Random assignment took place at the point where individuals had applied to and been accepted into JTPA (i.e., admitted by a JTPA administrator). Under ideal conditions, randomization at this point identifies parameters (1) and (2). Members of the control group were excluded from receiving JTPA services for 18 months after random assignment. The controls completed the same survey instrument as the ENP comparison group members. This instrument included detailed retrospective questions on labor force participation, job spells, earnings, marital status and other characteristics. In this paper, we analyze a sample of adult males age 22 to 54. Table 1 defines the variables used in this study. Appendix В describes the data more fully and gives summary statistics for our sample.

# SELECTION BIAS: Difference-in-Differences 2

Term B\ in (14) arises when Sox\Sx or S\x\Sx is nonempty.

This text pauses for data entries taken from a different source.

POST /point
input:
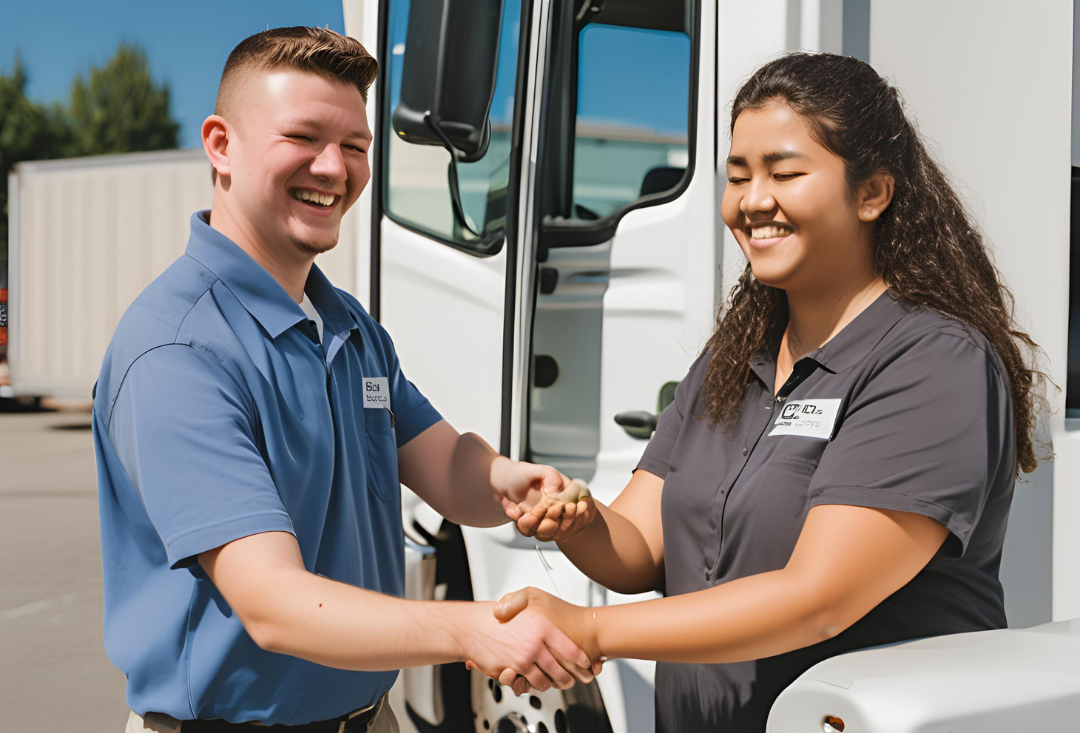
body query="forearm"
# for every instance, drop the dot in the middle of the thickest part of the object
(338, 625)
(453, 473)
(612, 552)
(472, 482)
(747, 619)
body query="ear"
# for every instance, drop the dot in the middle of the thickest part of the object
(216, 135)
(874, 195)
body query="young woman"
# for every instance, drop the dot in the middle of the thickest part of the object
(837, 467)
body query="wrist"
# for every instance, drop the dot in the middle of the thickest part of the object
(461, 620)
(501, 474)
(589, 623)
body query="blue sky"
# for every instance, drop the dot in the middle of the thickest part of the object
(187, 43)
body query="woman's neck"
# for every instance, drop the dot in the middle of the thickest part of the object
(815, 317)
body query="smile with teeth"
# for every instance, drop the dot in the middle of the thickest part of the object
(769, 232)
(313, 198)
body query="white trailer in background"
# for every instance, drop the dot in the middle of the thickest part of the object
(547, 300)
(86, 235)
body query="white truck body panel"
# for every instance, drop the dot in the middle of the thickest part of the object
(88, 235)
(1000, 681)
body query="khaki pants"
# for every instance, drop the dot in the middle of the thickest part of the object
(383, 722)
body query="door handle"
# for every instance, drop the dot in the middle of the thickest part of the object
(637, 423)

In this case we fail to find counterparts to E(Yq | X, D = 1) in the set S0x\Sx and counterparts to E(YQ | X, D = 0) in the set Six\Sx• Term B2 arises from the differential weighting of E(Y0 | X, D = 0) by the two densities for X given D — \ and D — 0 within the overlap set. Term B\$ arises from differences in outcomes that remain even after controlling for observable differences. Selection bias, rigorously defined as Вsx, may be of a different magnitude and even a different sign than the conventional measure of bias В.
Matching methods that impose the condition of pointwise common support eliminate two of the three sources of bias in (14). Matching only over the common support necessarily eliminates the bias arising from regions of nonoverlapping support given by term B\ in (14). The bias due to different density weighting is eliminated because matching on participant P values effectively reweights the non-participant data. Thus PxBsx 1S 0П^У component of (14) that is not eliminated by matching.28 Bsx is the bias associated with a matching estimator.